For the time being, I will let this brew a while before deciding if this would be worth the effort.
edit: For clarification, I fully grasp that this could be achieved as @jdhoffa has suggested, I'm primarily concerned about the naming of the functions and what that would imply should be done to many of the other functions in this repo in order to retain consistency.
For the record, I am absolutely in favor of careful consideration of the names and purposes of the functions!
The proposed solution was half an idea, but I think it's important to consider these things (especially names lol) as they are often trapdoor decisions that have long-term and potentially unexpected consequences (see the whole r2dii
suite for example)
I'm generally a fan of having a call stack along the lines of
foo <- function(filepaths) {
# some checks on the filepaths
vapply(
x = filepaths,
FUN = file_foo
)
}
file_foo <- function(single_filepath) {
stopifnot(length(single_filepath) == 1) # but with more informative message
contents <- readLines(single_filepath, n = 1L)
val <- string_foo(contents)
return(val)
}
string_foo <- function(string) {
grepl(pattern = "foo", x = string)
}
so in this case, the functions might be named guess_numerical_mark
, file_guess_numerical_mark
, and string_guess_numerical_mark
(suffixing the input type would also work, i.e. guess_numerical_mark_string()
)
Yeah, totally agree (retrospectively). My only concern is how much effort it will be to apply that universally and consistently.
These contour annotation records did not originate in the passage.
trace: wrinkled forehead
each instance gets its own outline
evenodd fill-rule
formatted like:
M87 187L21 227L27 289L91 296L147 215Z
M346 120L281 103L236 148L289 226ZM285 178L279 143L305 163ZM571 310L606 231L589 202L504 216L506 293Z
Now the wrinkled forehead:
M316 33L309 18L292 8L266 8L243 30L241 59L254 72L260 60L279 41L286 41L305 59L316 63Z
Just some more thoughts on this:
guess_numerical_mark()
currently takes a filepath/s to a CSV and must read in the file and find the appropriate column/variable before achieving its primary function of guessing the numerical marks within a set of character strings that represent numbers. It could instead accept any character vector to process and leave the file read in and column selection to whatever calls it. The potential downside is that the calling function would then need to read in the data in a specific way (as a character vector with no manipulation) and find the column to be processed byguess_numerical_mark()
, which may not be something that needs to happen otherwise.Not 100% convinced this is the right thing to do.
related #7